North Carolina has been a battleground state for presidential candidates during the past few elections; in 2008 Democrat Barack Obama beat John McCain by about 14,000 votes, out of more than 4.3 million, or about three-tenths of a percent. In 2012, Republican Mitt Romney defeated Obama by 2 percent. In 2016, President Donald Trump defeated Hillary Clinton by 3.6 percent.
Dems hope to reverse that trend for nominee Joe Biden by prevailing in a state that is consistently listed as one of the most competitive this year. Polling since March from www.fivethirtyeight.com hasn’t shown Trump with a lead in North Carolina, ever. Current numbers suggest a 3.4 percent advantage for Biden.
Harris’ visit, slated for Oct. 15, will mark the fifth time a high-profile Democrat has visited the Old North State since late September.

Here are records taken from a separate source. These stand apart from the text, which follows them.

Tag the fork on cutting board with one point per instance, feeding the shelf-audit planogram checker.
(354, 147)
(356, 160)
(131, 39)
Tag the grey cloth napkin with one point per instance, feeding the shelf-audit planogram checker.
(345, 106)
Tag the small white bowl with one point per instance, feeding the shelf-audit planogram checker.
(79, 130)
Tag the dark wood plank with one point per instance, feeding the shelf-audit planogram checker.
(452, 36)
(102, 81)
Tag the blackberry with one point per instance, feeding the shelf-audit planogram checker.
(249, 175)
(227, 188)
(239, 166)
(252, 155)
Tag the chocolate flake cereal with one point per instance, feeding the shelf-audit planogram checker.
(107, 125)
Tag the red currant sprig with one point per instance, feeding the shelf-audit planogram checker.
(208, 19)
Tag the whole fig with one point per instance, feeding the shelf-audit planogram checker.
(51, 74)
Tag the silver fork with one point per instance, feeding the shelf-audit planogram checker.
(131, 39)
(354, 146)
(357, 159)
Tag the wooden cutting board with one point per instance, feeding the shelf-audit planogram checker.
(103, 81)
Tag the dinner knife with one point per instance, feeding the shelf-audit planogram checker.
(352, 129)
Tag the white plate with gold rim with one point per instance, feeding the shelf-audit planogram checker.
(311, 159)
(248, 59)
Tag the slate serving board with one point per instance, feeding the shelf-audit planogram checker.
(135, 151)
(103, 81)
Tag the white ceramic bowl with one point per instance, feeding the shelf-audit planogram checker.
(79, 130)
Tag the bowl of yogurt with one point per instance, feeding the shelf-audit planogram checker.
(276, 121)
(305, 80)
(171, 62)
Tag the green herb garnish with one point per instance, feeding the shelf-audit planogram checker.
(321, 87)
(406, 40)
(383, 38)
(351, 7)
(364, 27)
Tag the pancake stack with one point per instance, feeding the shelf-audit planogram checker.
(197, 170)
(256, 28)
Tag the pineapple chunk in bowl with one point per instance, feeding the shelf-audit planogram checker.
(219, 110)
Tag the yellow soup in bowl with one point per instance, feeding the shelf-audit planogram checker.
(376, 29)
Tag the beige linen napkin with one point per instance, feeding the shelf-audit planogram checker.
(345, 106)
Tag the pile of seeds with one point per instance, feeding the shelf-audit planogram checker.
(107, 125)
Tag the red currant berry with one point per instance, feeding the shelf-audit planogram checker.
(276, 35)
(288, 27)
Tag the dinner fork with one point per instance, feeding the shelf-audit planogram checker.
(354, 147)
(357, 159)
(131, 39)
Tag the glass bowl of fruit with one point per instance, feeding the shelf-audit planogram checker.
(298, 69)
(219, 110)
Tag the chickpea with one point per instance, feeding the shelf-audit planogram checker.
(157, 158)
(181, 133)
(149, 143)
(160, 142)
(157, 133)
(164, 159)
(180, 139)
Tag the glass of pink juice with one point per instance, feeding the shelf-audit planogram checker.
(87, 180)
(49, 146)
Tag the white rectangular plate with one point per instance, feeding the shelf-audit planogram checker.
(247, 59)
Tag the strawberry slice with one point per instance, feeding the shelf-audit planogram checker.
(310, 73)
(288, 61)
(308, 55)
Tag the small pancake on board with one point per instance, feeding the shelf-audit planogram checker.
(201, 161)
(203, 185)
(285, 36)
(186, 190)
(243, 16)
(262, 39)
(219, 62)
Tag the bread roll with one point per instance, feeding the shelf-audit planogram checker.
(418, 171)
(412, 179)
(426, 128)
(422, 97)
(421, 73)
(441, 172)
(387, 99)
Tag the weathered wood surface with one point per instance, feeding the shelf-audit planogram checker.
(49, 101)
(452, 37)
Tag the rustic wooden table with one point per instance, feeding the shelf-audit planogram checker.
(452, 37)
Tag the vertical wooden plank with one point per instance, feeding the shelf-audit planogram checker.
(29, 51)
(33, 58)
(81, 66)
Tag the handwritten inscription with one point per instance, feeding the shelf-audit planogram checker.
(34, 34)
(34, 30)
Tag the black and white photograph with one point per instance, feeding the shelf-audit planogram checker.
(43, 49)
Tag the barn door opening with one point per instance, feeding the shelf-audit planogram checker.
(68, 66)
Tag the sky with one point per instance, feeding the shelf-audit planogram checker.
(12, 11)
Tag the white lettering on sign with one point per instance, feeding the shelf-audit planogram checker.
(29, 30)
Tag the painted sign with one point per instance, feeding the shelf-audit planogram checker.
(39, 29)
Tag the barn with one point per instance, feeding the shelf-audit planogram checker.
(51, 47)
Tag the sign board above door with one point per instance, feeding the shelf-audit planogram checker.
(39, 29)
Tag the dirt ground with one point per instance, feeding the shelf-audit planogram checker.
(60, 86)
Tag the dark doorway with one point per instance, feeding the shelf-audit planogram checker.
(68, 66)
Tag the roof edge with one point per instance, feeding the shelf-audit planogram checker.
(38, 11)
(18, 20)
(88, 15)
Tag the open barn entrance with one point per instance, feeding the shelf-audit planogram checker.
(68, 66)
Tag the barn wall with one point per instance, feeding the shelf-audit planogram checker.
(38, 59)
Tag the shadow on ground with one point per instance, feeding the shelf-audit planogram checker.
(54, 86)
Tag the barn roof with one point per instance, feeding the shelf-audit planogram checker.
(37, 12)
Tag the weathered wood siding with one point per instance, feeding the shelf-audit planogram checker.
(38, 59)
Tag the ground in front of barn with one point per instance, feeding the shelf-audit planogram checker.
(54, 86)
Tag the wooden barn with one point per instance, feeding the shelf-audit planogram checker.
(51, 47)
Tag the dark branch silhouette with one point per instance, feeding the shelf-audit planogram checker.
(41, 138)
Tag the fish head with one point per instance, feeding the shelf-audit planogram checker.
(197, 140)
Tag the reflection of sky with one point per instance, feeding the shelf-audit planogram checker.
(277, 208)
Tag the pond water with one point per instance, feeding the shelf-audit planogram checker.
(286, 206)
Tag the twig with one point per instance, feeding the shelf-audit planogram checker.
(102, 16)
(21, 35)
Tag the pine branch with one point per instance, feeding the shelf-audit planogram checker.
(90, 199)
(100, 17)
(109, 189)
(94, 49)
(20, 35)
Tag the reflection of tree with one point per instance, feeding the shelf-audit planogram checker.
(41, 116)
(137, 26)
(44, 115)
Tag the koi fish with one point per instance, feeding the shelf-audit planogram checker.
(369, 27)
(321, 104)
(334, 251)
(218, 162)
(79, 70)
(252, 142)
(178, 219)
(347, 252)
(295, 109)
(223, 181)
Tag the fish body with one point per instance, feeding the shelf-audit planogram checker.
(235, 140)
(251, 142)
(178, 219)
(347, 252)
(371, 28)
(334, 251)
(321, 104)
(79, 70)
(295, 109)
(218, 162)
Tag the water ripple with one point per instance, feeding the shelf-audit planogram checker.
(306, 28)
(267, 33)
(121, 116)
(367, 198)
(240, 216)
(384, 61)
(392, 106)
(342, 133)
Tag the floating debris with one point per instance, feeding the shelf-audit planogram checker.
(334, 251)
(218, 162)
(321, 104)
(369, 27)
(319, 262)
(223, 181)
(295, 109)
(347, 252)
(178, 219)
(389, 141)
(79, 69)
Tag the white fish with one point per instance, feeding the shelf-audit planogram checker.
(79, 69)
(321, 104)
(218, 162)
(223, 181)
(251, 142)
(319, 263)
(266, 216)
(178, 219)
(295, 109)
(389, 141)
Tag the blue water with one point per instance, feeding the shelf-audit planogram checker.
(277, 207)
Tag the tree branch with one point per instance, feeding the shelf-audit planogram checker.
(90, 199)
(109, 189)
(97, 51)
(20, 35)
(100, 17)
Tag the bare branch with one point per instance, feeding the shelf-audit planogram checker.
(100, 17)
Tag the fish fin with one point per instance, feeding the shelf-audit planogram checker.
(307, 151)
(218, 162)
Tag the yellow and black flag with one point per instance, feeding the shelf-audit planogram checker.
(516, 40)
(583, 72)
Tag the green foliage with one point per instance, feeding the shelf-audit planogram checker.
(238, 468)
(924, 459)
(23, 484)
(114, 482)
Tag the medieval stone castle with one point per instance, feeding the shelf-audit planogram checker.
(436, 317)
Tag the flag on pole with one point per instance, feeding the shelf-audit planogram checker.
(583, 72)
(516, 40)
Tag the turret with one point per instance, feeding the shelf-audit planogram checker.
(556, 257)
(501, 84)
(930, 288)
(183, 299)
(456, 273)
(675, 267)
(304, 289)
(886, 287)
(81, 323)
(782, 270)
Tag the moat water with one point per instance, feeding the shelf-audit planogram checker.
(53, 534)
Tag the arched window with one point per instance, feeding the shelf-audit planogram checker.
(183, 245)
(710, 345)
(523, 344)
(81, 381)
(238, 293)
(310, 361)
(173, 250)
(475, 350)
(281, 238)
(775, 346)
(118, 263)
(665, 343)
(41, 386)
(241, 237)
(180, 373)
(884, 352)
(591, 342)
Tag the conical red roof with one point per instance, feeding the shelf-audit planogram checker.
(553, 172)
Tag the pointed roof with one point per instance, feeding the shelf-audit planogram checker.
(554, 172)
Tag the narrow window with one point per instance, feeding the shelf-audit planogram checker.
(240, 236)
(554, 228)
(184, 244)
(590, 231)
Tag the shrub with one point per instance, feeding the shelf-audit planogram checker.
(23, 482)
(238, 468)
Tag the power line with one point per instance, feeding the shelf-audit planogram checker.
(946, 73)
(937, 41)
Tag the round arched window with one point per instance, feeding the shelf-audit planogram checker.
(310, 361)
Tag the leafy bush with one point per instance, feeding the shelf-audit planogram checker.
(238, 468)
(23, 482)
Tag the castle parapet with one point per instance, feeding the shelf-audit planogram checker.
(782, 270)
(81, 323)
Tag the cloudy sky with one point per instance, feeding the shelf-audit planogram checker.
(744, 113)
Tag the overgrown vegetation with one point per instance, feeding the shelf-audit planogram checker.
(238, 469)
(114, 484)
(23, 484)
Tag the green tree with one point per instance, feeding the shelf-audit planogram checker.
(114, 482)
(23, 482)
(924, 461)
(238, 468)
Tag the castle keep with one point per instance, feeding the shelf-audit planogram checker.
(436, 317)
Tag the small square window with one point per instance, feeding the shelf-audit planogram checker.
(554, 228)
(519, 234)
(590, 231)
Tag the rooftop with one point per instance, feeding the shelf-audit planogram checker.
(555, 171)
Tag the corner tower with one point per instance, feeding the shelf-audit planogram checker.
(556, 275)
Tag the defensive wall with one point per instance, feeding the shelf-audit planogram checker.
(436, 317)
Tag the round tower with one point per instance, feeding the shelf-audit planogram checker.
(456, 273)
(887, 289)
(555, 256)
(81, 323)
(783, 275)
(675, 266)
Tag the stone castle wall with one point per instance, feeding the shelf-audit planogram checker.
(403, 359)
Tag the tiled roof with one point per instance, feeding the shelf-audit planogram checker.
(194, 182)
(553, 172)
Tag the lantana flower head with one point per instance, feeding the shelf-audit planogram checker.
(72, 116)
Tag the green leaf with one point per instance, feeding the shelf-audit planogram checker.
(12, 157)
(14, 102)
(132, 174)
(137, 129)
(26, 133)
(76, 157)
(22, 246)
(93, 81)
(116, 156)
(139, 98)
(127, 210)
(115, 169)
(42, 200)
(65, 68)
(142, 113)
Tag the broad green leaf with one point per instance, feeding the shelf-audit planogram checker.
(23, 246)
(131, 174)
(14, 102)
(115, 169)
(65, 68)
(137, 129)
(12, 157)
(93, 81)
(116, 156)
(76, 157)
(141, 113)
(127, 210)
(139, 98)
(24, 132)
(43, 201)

On Sept. 23, Vice President Biden hosted a Black Economic Summit in Charlotte. Five days later, Harris made an appearance in Raleigh. A few days later, Harris’ husband Doug Emhoff was in Greensboro, and on Oct. 6 Dr. Jill Biden spoke at GOTV rallies in Fayetteville and Greenville.
Details on the time and location of Harris’ visit to North Carolina haven’t been announced yet.